‘Although it has been very challenging to achieve consensus from across all parties involved in zero carbon homes, we always believed that the Task Group would come up with realistic but stretching targets that will drive both quality and quantity of new homes. I am therefore delighted that these recommendations set a basis for the Minister to come to the right decision and I’m sure that our industry will rise to the challenge he sets.”
The zero carbon definition has three parts. The first, the Fabric Energy Efficiency Standard (FEES), has already been set. This ensures that homes will have a high level of energy efficiency through good levels of insulation in walls, floors and roofs along with high performance windows and low air leakage. The second part, the carbon compliance standard sets targets for the amount of carbon emitted from the heating, hot water and lighting in the home. Even with near passive house standards of fabric, which is tougher than the FEES, some in-house generation of electricity will be needed except in the cases of biomass fuelled homes. For homes with the basic FEES there will be an increased need for photo voltaics or other renewable energy generation.

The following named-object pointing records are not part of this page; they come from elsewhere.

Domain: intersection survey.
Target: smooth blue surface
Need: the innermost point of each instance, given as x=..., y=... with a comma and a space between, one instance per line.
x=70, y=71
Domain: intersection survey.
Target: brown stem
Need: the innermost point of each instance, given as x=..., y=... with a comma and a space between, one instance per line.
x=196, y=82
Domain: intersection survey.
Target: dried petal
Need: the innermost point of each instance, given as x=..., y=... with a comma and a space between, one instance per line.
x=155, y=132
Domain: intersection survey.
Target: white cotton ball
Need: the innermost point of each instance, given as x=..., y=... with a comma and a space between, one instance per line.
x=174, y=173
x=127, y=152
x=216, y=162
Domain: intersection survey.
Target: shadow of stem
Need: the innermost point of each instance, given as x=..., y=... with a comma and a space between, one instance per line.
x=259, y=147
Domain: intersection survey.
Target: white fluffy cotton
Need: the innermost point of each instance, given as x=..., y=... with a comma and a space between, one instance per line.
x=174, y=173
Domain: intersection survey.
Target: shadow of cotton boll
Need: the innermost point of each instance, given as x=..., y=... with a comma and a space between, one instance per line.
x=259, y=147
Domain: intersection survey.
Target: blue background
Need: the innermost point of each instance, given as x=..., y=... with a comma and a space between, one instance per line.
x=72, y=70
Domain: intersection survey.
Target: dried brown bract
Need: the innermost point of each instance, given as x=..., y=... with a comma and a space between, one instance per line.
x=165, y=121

The Hub still needs to finalise the third part of the zero carbon definition, Allowable Solutions. These are a range of measures which will have to demonstrate that they are saving the remaining carbon emitted by the new zero carbon house. At this stage the range of Allowable Solutions has not been determined but it is likely that it will include local Community Energy Funds as well as options to do more on the dwelling through increased micro generation or energy efficiency for example.